Lord Elton: My Lords, the noble Baroness's welcome words about an ambition to have the best teaching methods available in every classroom appeared, to a careful listener, to fall in that part of the Statement which referred to an early years plan and to the teaching of literacy and numeracy. I hope she can assure the House that it is the Government's intention to see the best teaching methods available in every classroom at all age ranges and that the need extends beyond literacy and numeracy to all other subjects. Many of us have been anxious about teaching methods for many years. I am reassured from what I have heard, not having seen the White Paper, that the turn appears to be away from mixed ability and child-centered teaching. That is reassuring. But even if the teacher training colleges now all adopt this with enthusiasm at once, which is not likely--I wish her every success in changing traditions there--it will still be 40 years before the new intake has worked through the profession.
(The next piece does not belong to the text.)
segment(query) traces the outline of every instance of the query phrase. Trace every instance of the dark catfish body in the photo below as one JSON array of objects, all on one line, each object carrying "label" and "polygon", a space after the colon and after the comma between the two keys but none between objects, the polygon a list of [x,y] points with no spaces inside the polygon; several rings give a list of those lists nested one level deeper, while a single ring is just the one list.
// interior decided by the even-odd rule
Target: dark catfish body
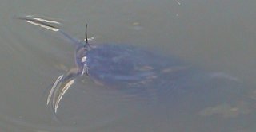
[{"label": "dark catfish body", "polygon": [[223,94],[219,89],[230,87],[230,82],[236,81],[236,79],[222,73],[206,73],[177,59],[159,56],[154,52],[132,45],[93,45],[88,43],[86,33],[86,41],[77,41],[42,18],[20,19],[58,32],[76,47],[76,67],[55,80],[47,98],[47,104],[51,104],[54,112],[57,112],[62,97],[74,80],[85,75],[102,86],[125,91],[136,90],[142,95],[154,92],[154,95],[164,96],[164,99],[171,96],[173,94],[170,93],[174,90],[200,91],[195,93],[202,93],[199,95],[203,96],[209,91],[213,93],[211,97],[214,98],[218,94]]}]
There is therefore a heroic task to be done with in-service training with existing teachers. I hope she can tell us a little more about that.
A lot of not very old dogs cannot learn new tricks. Honest people have been taught difficult methods and cannot adopt new ones. There must be an escape hatch. It is not only children who do not get a second chance in schools; it is also teachers. If a teacher has failed in one school, he or she ought to have an opportunity in another. You can never retrieve a seriously damaged
reputation with children in a school in which you have lost it. I hope that the Minister will be able to say something therefore about the possibility of giving teachers a second chance before they are put out of the profession. Nothing is more desperate than seeing someone with another 15 years before they draw their pension being ridiculed by children they cannot control. That is a serious problem.The very welcome news that headteachers will now be trained for their business and management job appeared to announce that the training would be after they had taken post. That being the case, it will be very superficial or it will be some time after responsibility has been taken in the long holiday; or--in my view this is the better solution--anyone who applies for a job as headteacher should in the reasonably distant future have the qualifications to enable him or her to take the job. That is a task to be undertaken by the new General Teaching Council.
Those are the three issues about which I wanted to ask the noble Baroness. I hope that she can help us.